Daily. What’s a daily? You take the job, go home, transcribe, and the job is done by the next day. If you can do a daily, again, there’s value there. Not every single stenographer or transcriber can fulfill a daily. Indeed, to fulfill a daily, multiple transcriptionists have to be put on the same job sometimes. If you can do a daily, you can probably make a thousand or more dollars in a day without being realtime because daily jobs can be worth double a regular in freelance.
Immediate. Immediate is basically you finish the deposition and within 30 minutes to an hour it is ready to go out. The bottom line is the client is getting the transcript pretty quick after the deposition ends. Only the best reporters with 99.9 percent accuracy or a phenomenal scopist behind them can achieve these kinds of levels.
Rough. Rough is basically you go through the untranslates and fix up the transcript before sending it out with the understanding the finished transcript comes later. A rough can be a dollar or more per page in upcharges because it’s basically like an easier immediate. Proceed with caution: Many reporters go out there and produce roughs that are basically unusable. Some of my own roughs have been pretty bad. Always seek to improve and get out the best roughs so that lawyers are encouraged to use this service.
Realtime. Maybe you’ve heard of realtime reporting. It’s among the largest upcharges because these reporters have their words coming out on a laptop or tablet screen for the client. I haven’t personally done realtime, but I know that these reporters can command a dollar or more per realtime hookup on top of their daily, medical, or other upcharges. Why are these upcharges important? More money per page equals fewer pages to make the annual income you want to make. We’ve got over 900 mathematical calculations to show this off.
Now that we’ve been through these different levels of skill, let’s look at how it’ll apply in the real world. Certifications exist, and they are important. That said, in many states and municipalities you can offer these services without the certification. What does this mean? It means that the limiting factor is you. It’s your skill and comfort level. It’s your willingness to go out there and say yes, I will take a medical. It’s the desire to get your skill level to a place where you can realistically offer these things. Your value, to a great degree, is dictated by you.

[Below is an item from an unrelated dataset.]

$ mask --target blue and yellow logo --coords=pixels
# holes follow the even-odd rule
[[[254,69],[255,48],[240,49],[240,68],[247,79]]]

You will go out there and have bad jobs. There will be hard days. There will be times you feel shaky about the service you’re providing. There will be “employers” who make you feel replaceable. Just keep improving. Know where you are at. Be open to feedback, but don’t live by it. Learn from every mistake. If you are in training and know you are able to produce a daily transcript already — great! Don’t let anybody take that away from you. Don’t accept, as fact, that anybody can do it or that nobody charges for that. The freelance world — the business world — is a tough one. There are buyers and sellers, and the buyers will always be looking for a way to knock you down on the price. Remember these gradients in value, and remember that the more of them you achieve, the more you have something to sell.